On 15-Apr-15 11:10 AM, Minh Hon Chau wrote:
> Hi Praveen,
>
> I'm trying to reproduce #309 also. At the time fault happens during
> standby assignment that escalated to nodeFailover, the SU on the other
> node has already done active assignment. So I see the code inside "if
> (all_assignments_done(a_susi->su)) {" always runs
>
> ------------------------------------------------------------------------
>
> /* the SI relationships to the SU is quiesced assigned and the
> * other SU is being modified to Active. If this
> * SU admin is shutdown change to LOCK. If this SU switch state
> * is true change to false. Remove the SU from operation list.

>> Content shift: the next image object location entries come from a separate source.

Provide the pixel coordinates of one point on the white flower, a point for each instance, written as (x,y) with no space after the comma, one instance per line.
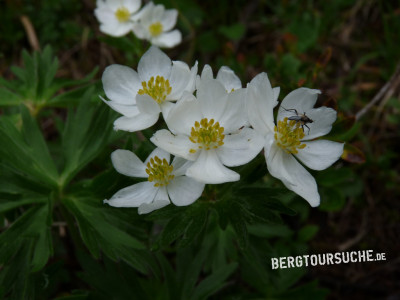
(115,15)
(154,23)
(289,140)
(205,130)
(166,183)
(141,96)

> * Add that SU to the operation list . Change state to
> * SG_realign state. Free all the SI assignments to this SU.
> */
>
> if (all_assignments_done(a_susi->su)) {
> /* Since Act assignment is completely done, so
> we don't expect any response from Act su. */
> avd_sg_su_oper_list_del(cb, su, false);
> su->delete_all_susis();
> su->set_su_switch(AVSV_SI_TOGGLE_STABLE);
> m_AVD_SET_SG_FSM(cb, (su->sg_of_su), AVD_SG_FSM_STABLE);
> /*As sg is stable, screen for si dependencies and take action on
> whole sg*/
> avd_sidep_update_si_dep_state_for_all_sis(su->sg_of_su);
> avd_sidep_sg_take_action(su->sg_of_su);
> } else {
>
> ------------------------------------------------------------------------
>
> If I understand correctly, the active su assignment on the other node
> must be done before amfd starts sending standby assignment to the
> quiesced su. Can you share the steps to reproduce #309?
>
Steps for reprodcing #309 are given in the ticket itself. These are:
"
perform si-swap operation on SI1. SU1(on pl3) which was active and was
receiving standby, rejected the standby assginment.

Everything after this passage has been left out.